Caio Silva – Rios de Notícias
MANAUS (AM) – Uma lancha que seguia rumo a Parintins, no interior do Amazonas, ficou à deriva nesta segunda-feira, 23/6, durante a viagem de passageiros que vão acompanhar o 58º Festival Folclórico. O trajeto foi marcado por atrasos, falhas mecânicas e desinformação, gerando revolta entre os ocupantes.
Entre os passageiros estava a mãe de Isabelle Nogueira, cunhã-poranga do Boi Garantido. Nas redes sociais, ela relatou o transtorno vivido durante a viagem. “Égua da luta! Será que chego em Parintins antes do Festival? Lancha parando toda hora”, escreveu nos stories.

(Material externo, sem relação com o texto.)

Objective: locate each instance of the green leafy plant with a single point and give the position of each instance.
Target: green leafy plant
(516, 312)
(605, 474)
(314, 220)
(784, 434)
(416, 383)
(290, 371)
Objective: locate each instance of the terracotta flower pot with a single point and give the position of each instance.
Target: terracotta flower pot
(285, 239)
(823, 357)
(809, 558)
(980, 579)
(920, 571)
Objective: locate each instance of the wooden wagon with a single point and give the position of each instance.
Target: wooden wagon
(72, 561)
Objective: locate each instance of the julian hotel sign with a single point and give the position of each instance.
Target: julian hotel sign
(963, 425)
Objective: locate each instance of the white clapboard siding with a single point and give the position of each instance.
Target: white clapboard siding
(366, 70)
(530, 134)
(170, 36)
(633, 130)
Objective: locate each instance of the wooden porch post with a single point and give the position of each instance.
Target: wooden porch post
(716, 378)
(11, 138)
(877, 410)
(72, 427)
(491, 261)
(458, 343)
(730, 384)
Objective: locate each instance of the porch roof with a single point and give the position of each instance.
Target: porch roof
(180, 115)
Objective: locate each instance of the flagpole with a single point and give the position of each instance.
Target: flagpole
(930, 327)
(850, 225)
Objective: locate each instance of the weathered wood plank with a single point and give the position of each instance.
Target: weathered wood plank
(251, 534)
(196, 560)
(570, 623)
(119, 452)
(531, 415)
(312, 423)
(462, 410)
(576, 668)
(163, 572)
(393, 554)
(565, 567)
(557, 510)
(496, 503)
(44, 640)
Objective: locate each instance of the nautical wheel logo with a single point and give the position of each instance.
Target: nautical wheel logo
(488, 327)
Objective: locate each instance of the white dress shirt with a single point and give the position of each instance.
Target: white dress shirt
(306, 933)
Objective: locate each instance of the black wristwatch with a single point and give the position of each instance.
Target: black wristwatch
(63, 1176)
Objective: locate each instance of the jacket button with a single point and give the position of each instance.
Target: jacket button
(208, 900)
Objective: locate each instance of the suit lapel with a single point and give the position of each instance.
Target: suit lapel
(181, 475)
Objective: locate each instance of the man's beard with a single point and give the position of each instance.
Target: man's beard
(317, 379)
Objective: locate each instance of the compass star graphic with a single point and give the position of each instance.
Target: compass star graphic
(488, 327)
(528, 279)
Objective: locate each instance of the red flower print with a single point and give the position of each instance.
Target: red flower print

Profissionais da Rede Rios de Comunicação, que seguiam para cobrir o festival, também estavam a bordo e descreveram as mais de nove horas de caos enfrentadas no rio. Segundo os relatos, o grupo embarcou na primeira lancha rumo a Parintins ainda pela madrugada, mas a embarcação apresentou problema em uma mangueira e precisou parar.
“Aguardamos por cerca de 30 minutos até sermos resgatados por uma segunda lancha que estava passando. No entanto, após 15 minutos de navegação, essa lancha também quebrou por excesso de peso. Ficamos mais de seis horas à deriva”, informou Gabriel Lopes, um dos jornalistas da equipe.
No total, os passageiros passaram aproximadamente nove horas em deslocamento irregular, entre paradas, panes e esperas. Ainda segundo os profissionais da imprensa, após horas de espera, uma terceira lancha os levou de volta em direção a Manaus, para que pudessem embarcar em uma quarta lancha. Essa última, ao perceber a situação, retornou para buscá-los no meio do trajeto.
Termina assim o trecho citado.